There is an older Apple/Macintosh book: The Big Book of Apple Hacks, by C. Seibold; includes details of the IPFW firewall (among other tips). Not sure if this is what you want, it might help.


----------



## Nicola Mingotti (Jul 26, 2019)

fernandel said:


> Hi!
> 
> I start learning firewall as firewall and IPFW firewall which I am using now. Are there more information about IPFW like is for pf firewall, please?
> I search a lot but not so success.
> Thank you.



fernandel print the man page and read it slowly 

some time ago i gave it a shot, then i stayed with pf.


----------



## SirDice (Aug 5, 2019)

fernandel said:


> I start learning firewall as firewall and IPFW firewall which I am using now. Are there more information about IPFW like is for pf firewall, please?

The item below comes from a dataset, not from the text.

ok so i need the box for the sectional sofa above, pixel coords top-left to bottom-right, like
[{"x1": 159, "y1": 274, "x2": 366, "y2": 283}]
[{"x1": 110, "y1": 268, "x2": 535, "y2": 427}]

I would suggest just getting a good book about TCP/IP in general. If you understand TCP/IP you will automatically understand what a firewall does and how you can use it. You will be armed with more generic information, knowledge you can apply to all sorts of firewalls and networking equipment, not just to IPFW.


----------



## jdakhayman (Aug 5, 2019)

SirDice said:


> I would suggest just getting a good book about TCP/IP in general. If you understand TCP/IP you will automatically understand what a firewall does and how you can use it. You will be armed with more generic information, knowledge you can apply to all sorts of firewalls and networking equipment, not just to IPFW.

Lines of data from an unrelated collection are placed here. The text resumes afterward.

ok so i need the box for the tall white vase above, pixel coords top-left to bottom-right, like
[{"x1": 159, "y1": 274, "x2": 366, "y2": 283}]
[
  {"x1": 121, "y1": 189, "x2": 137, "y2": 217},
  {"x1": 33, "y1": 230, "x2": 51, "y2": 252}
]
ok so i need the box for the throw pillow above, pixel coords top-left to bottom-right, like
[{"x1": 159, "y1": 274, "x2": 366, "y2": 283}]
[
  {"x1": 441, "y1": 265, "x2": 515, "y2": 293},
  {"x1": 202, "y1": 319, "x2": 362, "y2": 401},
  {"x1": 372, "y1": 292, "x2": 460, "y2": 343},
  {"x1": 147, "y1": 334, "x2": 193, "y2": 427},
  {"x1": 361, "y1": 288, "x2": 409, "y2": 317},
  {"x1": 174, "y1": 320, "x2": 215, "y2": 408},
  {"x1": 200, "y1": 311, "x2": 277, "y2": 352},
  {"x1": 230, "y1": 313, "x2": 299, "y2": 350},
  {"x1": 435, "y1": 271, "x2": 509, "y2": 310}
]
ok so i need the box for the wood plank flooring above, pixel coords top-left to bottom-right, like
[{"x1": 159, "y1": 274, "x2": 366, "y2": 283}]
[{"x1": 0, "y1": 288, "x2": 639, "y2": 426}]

Have any suggestions on what that good book is?


----------



## SirDice (Aug 5, 2019)

I'm quite fond of my "TCP/IP Illustrated" set. The whole set is 3 volumes but for TCP/IP you really only need Volume 1. 






						TCP/IP Illustrated, Vol. 1: The Protocols (Addison-Wesley Professional Computing Series): Stevens, W. Richard: 8601404691522: Amazon.com: Books
					

TCP/IP Illustrated, Vol. 1: The Protocols (Addison-Wesley Professional Computing Series) [Stevens, W. Richard] on Amazon.com. *FREE* shipping on qualifying offers. TCP/IP Illustrated, Vol. 1: The Protocols (Addison-Wesley Professional Computing Series)



					www.amazon.com
				




But this might be too advanced to start with. It explains _every_ bit in excruciating detail.


----------



## jdakhayman (Aug 5, 2019)

Thank you. I have several books. Especially the ones lists in the ipfw man file. This is one I dont have.


----------